We proposed an algorithm for inference in nonlinear state-space models and compared it to some of the existing methods. The algorithm is based on minimising a variational Bayesian cost function and the novelty is in propagating the gradient through the state sequence. The results were slightly better than any of the comparison methods (IEKS and IUKS). The difference became large in a high-dimensional problem with long gaps in observations.
Our current implementation requires that the nonlinear mappings are modelled as multilayer perceptron networks. Part of the success of our method is due to a linearisation that is specialised to that case [7]. The idea presented in this paper applies in general.

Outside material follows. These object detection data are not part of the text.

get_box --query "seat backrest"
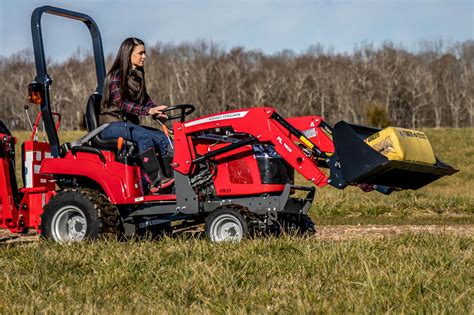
[86,93,102,132]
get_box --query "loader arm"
[173,107,334,187]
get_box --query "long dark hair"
[102,37,146,104]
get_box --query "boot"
[139,148,174,192]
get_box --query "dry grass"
[0,234,474,314]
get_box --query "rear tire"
[41,189,119,243]
[205,208,248,243]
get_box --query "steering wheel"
[162,104,196,122]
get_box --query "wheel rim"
[51,206,87,243]
[210,214,244,242]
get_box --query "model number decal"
[277,136,293,153]
[184,110,249,127]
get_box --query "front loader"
[0,6,456,243]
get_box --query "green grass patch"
[0,234,474,314]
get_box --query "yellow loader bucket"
[333,121,458,193]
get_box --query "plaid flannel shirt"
[110,72,156,116]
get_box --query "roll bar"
[31,6,105,157]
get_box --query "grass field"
[0,234,474,314]
[0,129,474,314]
[11,129,474,224]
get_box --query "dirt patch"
[317,224,474,240]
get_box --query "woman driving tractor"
[99,37,174,192]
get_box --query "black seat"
[85,93,133,150]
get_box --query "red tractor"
[0,6,456,243]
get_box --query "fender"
[40,151,143,204]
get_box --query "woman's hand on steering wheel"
[162,104,196,122]
[148,105,168,120]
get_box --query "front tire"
[41,189,119,243]
[205,208,248,243]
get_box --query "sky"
[0,0,474,61]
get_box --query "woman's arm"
[110,76,156,116]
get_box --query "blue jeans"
[100,121,169,156]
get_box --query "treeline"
[0,41,474,130]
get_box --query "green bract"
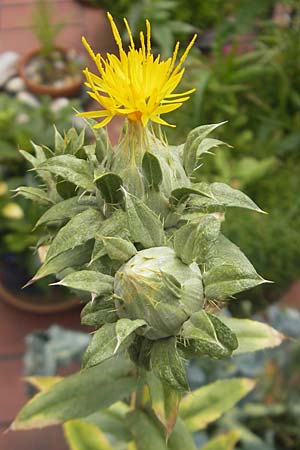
[114,247,204,339]
[18,121,264,391]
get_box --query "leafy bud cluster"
[18,120,264,391]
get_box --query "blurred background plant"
[0,93,79,296]
[164,1,300,315]
[188,306,300,450]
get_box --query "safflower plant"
[12,14,283,450]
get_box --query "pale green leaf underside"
[180,378,255,432]
[221,317,285,355]
[12,357,136,430]
[64,419,113,450]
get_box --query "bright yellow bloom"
[79,13,196,128]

When an algorithm is based on minimising a cost function, it is fairly easy to guarantee convergence. While the Kalman filter is clearly the best choice for inference in linear Gaussian models, the problem with many of the nonlinear generalisation (e.g. IEKS and IUKS) is that they cannot guarantee convergence. Even when the algorithms converge, convergence can be slow. A recent fix for convergence comes with a large computational cost [8] but this paper shows that stable inference can be fast, too.
While this paper concentrates on the case where nonlinear mappings and other model parameters are known, we aim at the case where they should be learned from the data [1]. Blind source separation involves a lot more iterations than the basic source separation. The requirements of a good inference algorithm change, too: There is always the previous estimate of the sources available and most of the time it is already quite accurate.